Meclis’teki infaz düzenlemesi tartışmalarında HDP’li Züleyha Gülüm ile Dilan Dirayet Taşdemir söz aldı. Gülüm konuşmasında infaz düzenlemesinin yasalaşmasıyla hücre cezasının olağanlaşacağını belirtti.

İnfaz yasa teklifinin görüşmelerinin devam ettiği Meclis Genel Kurulu’nda Halkların Demokratik Partisi (HDP) İstanbul Milletvekili Züleyha Gülüm ve Ağrı Milletvekili Dilan Dirayet Taşdemir konuştu.

Türkiye’de 1550’ye yakın hasa tutsak olduğunu anımsatan Gülüm, hasta tutsakların isimleri ve var olan hastalıklarını paylaştı. Bu koşullarda cezaevinde yaşamı sürdürmenin mümkün olmadığını belirten Gülüm, tutsakların cezaevlerinde ölüme mahkum edildiğini belirtti.

Cezaevi koşullarının hali hazırda çok ağır olduğunu ve infaz düzenlemesinde yer alan 25. Madde ile de daha da ağırlaşacağını vurgulayan Züleyha, “Koşullar çok ağır değilmiş gibi hücre cezasını artırmayı öngörüyorsunuz. Hücre cezası aslında tecrittir ve bir işkence suçudur. Dolayısıyla tümüyle kaldırılması gerekir. CPT hücre cezasının orantılılık ilkesi uygulanması gerektiğini ve çok çok istisnai durumlarda uygulanmasını söylüyor burada mahpusun kendine zarar vermesi kıstası aranıyor. Ve çok kısa uygulanması gerektiğini söylüyor. Bizim hukukta nasıl? Maşallah bir tane yetmiyor, ikinci üçüncü hücre cezası veriliyor. Neredeyse hayatınızın bütün bölümünü hücre cezası ile geçirebileceğiniz bir düzenleme.” dedi.
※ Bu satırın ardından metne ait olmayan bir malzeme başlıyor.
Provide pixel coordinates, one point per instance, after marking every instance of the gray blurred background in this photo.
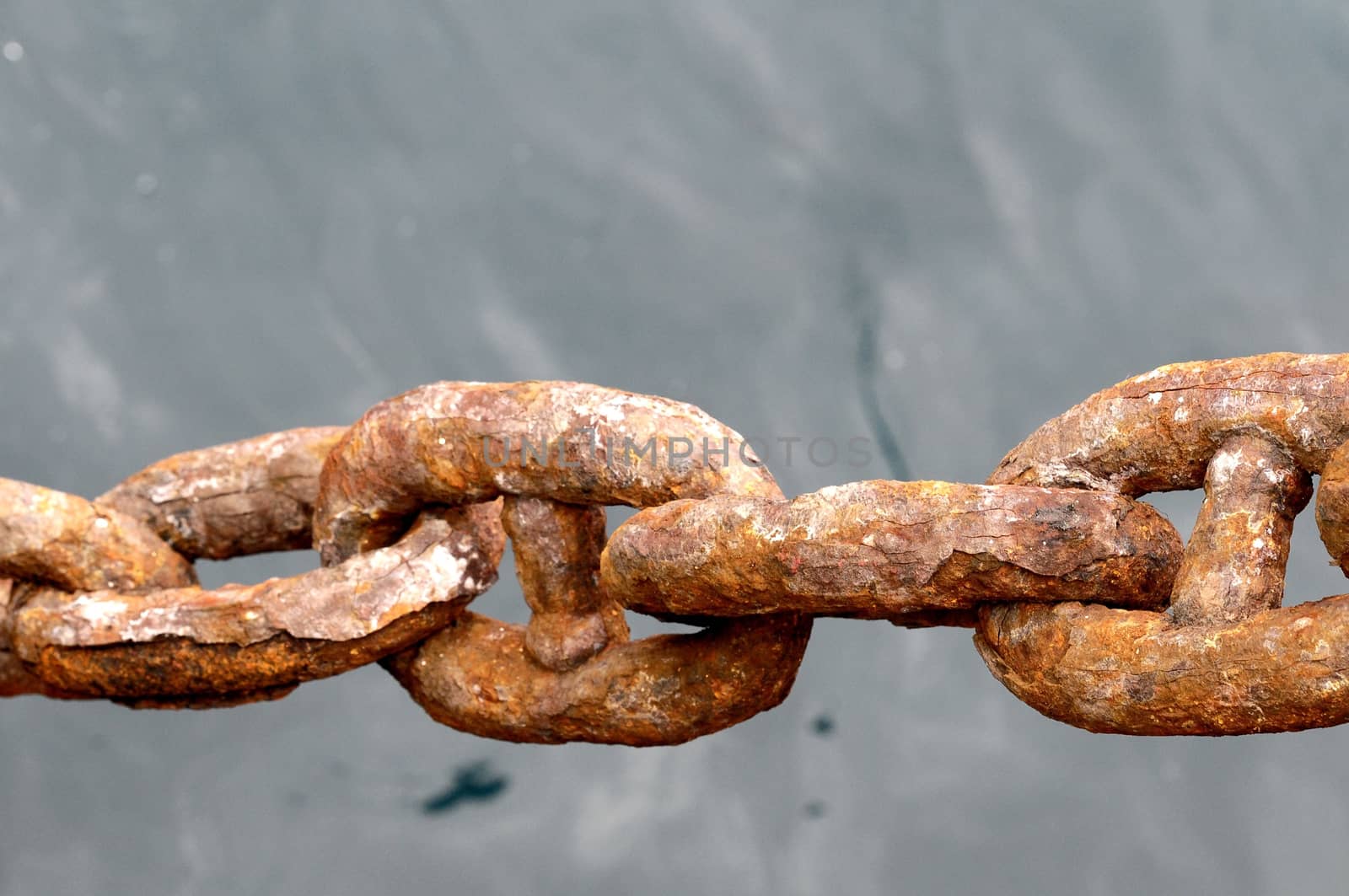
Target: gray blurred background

İşin daha vahim olan tarafının üç defa hücre cezası verildiğinde şartlı salıverilme ile denetimli serbestlikten yararlanma koşullarının ortadan kaldırıldığını aktaran HDP’li Gülüm, sözlerine şöyle devam etti: “Maddeye gerekçe konan şey çok komik. Cezaevinde alkol hikayesinden bahsediliyor. Bazı besinlerden incirden alkol yapılıyor, bizde hücre cezası vereceğiz’ deniliyor. Gerçekten komiksiniz hukuku bu kadar keyfi ve saçma sapan uygulamak hiçbir yerde görülmemiştir. Bu duruma birkaç örnek vermek istiyorum; Balıkesir Kepsut’ta Ulaş Yurdakul Kürt olduğu için aralarında infaz koruma memurlarının da olduğu bir çete tarafından öldürüldü. Şimdi siz bize diyorsunuz ki cezaevi idari kurulları objektif karar verecek öyle mi? Bir Kürt gencinin öldürülmesine yardım ettiler organizasyona katıldılar avukat arkadaşımız uğraştığı için açığa çıktı yoksa açığa çıkartılamayacaktı.”
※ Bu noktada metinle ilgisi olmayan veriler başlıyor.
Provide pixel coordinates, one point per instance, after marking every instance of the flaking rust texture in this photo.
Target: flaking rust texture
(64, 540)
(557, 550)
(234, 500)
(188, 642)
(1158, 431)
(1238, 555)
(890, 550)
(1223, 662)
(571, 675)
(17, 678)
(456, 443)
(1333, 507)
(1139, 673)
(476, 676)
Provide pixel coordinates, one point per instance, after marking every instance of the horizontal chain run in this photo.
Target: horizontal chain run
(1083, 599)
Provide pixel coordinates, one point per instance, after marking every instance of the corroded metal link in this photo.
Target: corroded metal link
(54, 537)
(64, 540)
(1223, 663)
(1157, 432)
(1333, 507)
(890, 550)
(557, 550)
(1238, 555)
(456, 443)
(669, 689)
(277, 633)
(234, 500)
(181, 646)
Konuşmasında cezaevlerinde yaşanan ihlallere örnekler vererek devam eden Gülüm, “Van T Tipi cezaevinde yağmurlu havada sayım alınmak istenmiş. Mahpuslarda ‘bizi hasta edeceksiniz’ demişler. Mahpuslar haklarında eylem yaptıkları gerekçesiyle tutanak tutulmuş. Dün Kadıköy’de sağlık emekçilerine destek çağrısı yapan Kadıköy Dayanışma Üyeleri gözaltına alındı yetmedi araçta işkence yapıldı yetmedi boğazları sıkıldı. Bir süre sonra bunları da içeri atacaksınız ve ‘terör suçlusunuz’ diyeceksiniz” şeklinde konuştu.
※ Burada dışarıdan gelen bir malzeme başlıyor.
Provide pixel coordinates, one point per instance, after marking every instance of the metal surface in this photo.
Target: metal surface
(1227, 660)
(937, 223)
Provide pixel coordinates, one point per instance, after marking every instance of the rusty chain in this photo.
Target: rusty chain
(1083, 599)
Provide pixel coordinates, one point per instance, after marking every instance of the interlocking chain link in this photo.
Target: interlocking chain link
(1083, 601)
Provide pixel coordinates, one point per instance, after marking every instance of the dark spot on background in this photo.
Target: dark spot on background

TAŞDEMİR: EN KORKUNÇ DÜZENLEME ÇOCUK HÜKÜMLÜLERE İLİŞKİN OLANI

Ardın söz alan Dirayet Dilan Taşdemir, yasa tasarısının en korkunç maddelerinden birinin çocuk hükümlülere ilişkin disiplin cezalarını düzenleyen 28. madde olduğunu belirterek, şunları ifade etti: “Çocuk ve mahkum sözcüklerinin yan yana kullanılmasından bile rahatsızlık duyuyorum. Keşke bu kürsüde hücreye nasıl kapatırız yerine onlarla ilgili çalışmayı konuşmak yerine onların hayatlarını konuşsaydık. Ancak siz cezalandırma üzerinden bir yaklaşım içerisindesiniz. Cezaevinde olan çocukları odaya nasıl kapatırız’ derdindesiniz. Bunun tecrit ve işkence olduğunu söylüyoruz. Madde de çocuğun yüksek yararı gereği hastalıkta ziyaretçi yasağı getirilecek’ diyorsunuz. Siz bir daha kimsenin yararını düşünmeyin. Ve bu yasa tasarısını geri çekin.”

“Siz iktidarda geldiğimizde annelerin gözyaşını dindireceğiz dediniz. En son geldiğiniz nokta barış talep eden anneleri cezaevlerine göndermek oldu” diyen Taşdemir, “Gerçekten samimisi iseniz anneler arasında bölücülük yapmayın ve siyasi tutsakları da dahil edin. Cezaevi ile tanışan çocuklar eskisi gibi olmuyor. Siz bu çocuklardan geleceklerini, çocukluklarını çalıyorsunuz büründüğünüz ideolojinin dışına çıkarak çocuklara çocuk gözü ile bakın” diye konuştu.